# Feeding Termite's



## snooknfrogs (Sep 25, 2009)

I've had a lot of questions about feeding termite's to frogs and thought I would post some info here and a how to... 

First I have to say that feeding termite's to frogs is a great way to fatten up frogs that may have been dewormed, been breeding heavily, recently imported or have general stress or health issues. Likewise it is a good food for froglets including thumbnails as most termite's are quite small (there are exceptions)They are high in fat and protein and are easy for the frogs to digest.

I have never fed frogs ONLY termite's. I'm just not sure if feeding such a high protein high fat diet would be good. Unfortunately there is no way to gut load the insects but they calcium and vitamin dust sticks well to them and as with FF's is recommended.

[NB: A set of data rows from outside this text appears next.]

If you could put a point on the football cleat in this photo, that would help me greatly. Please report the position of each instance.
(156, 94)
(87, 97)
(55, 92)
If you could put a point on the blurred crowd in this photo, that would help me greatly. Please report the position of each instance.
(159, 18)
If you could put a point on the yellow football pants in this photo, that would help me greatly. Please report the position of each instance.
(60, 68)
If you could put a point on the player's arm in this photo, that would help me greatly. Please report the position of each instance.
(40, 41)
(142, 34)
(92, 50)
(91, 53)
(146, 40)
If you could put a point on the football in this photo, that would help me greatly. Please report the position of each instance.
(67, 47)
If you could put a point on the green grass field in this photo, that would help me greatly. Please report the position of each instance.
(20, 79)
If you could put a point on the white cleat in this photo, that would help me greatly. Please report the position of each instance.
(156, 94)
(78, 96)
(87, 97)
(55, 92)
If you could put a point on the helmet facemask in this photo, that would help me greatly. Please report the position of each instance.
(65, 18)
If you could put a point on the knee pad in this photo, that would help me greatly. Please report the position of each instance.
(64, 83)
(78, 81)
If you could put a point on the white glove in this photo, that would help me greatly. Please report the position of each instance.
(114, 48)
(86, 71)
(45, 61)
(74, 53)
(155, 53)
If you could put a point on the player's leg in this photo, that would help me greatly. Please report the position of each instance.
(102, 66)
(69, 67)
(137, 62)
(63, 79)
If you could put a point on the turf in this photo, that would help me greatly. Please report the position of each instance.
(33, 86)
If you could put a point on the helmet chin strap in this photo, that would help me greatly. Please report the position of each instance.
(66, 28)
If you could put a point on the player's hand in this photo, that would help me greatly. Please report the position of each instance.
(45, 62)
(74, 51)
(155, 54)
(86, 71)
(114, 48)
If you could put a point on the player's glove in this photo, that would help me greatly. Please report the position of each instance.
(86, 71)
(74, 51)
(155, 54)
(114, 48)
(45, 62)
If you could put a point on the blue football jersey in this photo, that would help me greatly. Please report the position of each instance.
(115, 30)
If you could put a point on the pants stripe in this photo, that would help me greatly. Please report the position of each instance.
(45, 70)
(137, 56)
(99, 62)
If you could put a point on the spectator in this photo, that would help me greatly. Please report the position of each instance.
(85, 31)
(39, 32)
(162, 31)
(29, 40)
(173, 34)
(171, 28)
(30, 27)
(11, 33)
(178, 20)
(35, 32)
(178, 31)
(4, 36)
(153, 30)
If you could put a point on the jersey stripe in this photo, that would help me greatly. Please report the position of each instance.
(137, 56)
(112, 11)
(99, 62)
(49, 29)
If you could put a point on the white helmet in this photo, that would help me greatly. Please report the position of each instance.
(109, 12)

Feeding the bugs is fairly easy. What I do is take a deli cup lid or petri dish and "tap" what's needed onto them. Then simply place the dish in your viv and watch the feeding frenzy!! The termite's wont be able to crawl over the edge, your frogs however may sling them around... I actually put a small stone in the center of the dish to make sure the frogs don't flip the dish over and sling termite's all over. Leave the same stone in your viv and don't use the same stone for multiple viv's. That may cause the inadvertant spread of harmful pathanogen's from tank to tank. *Be sure if you have a misting system to make sure you either take the uneaten termite's out and put them back in the culture. Otherwise you'll have a bunch of dead and drowned termite's that your frogs wont eat. 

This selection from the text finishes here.